Há 20 anos, na viragem do milénio, o setor produtivo Português deixou de ser competitivo à escala global. Seguindo a tendência europeia, demasiadas indústrias foram deslocadas para o oriente asiático e os seus trabalhadores colocados numa situação de desemprego. Para muitos, com uma infância interrompida, sem possibilidades de continuar os estudos e colocados em tenra idade em fábricas, para ficarem com uma qualificação técnica, a única solução foi a reconversão profissional. Apesar de lógico, a mudança de profissão, que nem sempre correu bem, trouxe precaridade, baixos salários e empregos pouco qualificados, que permitiram “atravessar” as sucessivas crises até ao presente ano. Nestes dias de pandemia, a economia de proximidade tende a suceder à globalização, pelo menos com consequências imediatas em termos de saúde pública, com o uso generalizado de máscaras pela população em espaços públicos. Oportunidade para as proscritas da globalização, aquelas que aprenderam a costurar ainda em tenra idade, aquelas que preservaram a sua máquina de costura. Agora com dois elásticos, um arame, um filtro e dois pedaços de algodão podem fabricar máscaras homologadas e proteger a demais população. Sem dificuldade, podem produzir mais de 200 máscaras por dia e atendendo ao facto de serem laváveis e reutilizáveis consegue-se escoar uma unidade produzida por 2,5 euros, no mínimo. Ironia destes tempos.
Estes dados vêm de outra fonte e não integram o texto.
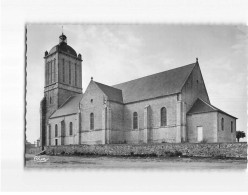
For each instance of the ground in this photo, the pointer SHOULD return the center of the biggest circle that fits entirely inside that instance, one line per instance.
(92, 162)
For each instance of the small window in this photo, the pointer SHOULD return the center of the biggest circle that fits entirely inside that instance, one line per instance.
(222, 124)
(63, 71)
(69, 72)
(56, 130)
(178, 97)
(75, 74)
(91, 121)
(135, 120)
(71, 131)
(163, 116)
(49, 135)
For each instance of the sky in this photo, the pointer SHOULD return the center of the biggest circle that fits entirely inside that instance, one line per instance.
(118, 53)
O último erre, o último parágrafo, para a referência às obras de regeneração da Praça Luís Ribeiro. Empreitada iniciada, em tempos de calamidade. Estruturas metálicas retiradas, árvores cortadas (seria mesmo necessário?), máquinas em movimento. Parece não haver contestação. Pelo menos não tive conhecimento. A amplitude conquistada transporta-nos para o passado e para outras latitudes. Apetecia-me escrever: não mexam mais. Tapem buracos, nivelem o piso, padronizem a calçada e não façam mais nada. Só que há um projeto e a obra tem que respeitar a vontade do autor. Ou autores, já não me lembro. Lamento que o anterior projeto não tivesse sido implementado. O lado poente da Praça com trânsito no sentido, único Sul-Norte, entrando pela Rua Visconde e seguindo para a Rua Oliveira Júnior, era voltar ao original. Sem pecado, com perdão, por 35 anos de erro. Uma zona pedonal foi uma novidade urbana que a cidade absorveu. O seu posterior alargamento provou-se uma tentativa desesperada, com pouco significado, nem enquadramento comercial, nem funcionalidade para a população. Houve arruamentos que perderam utilidade, restando-lhes o parqueamento, desordenado. É certo que se cedeu ao automóvel, o estacionamento na frente dos Paços da Cultura é confrangedor. No entanto, entre parar e passar, há uma pequena diferença, que poderia ter sido suportada na Praça Luís Ribeiro, isolando o Parque América dos restantes edifícios. Para já, a obra arrancou. Ainda falta muito para tudo terminar.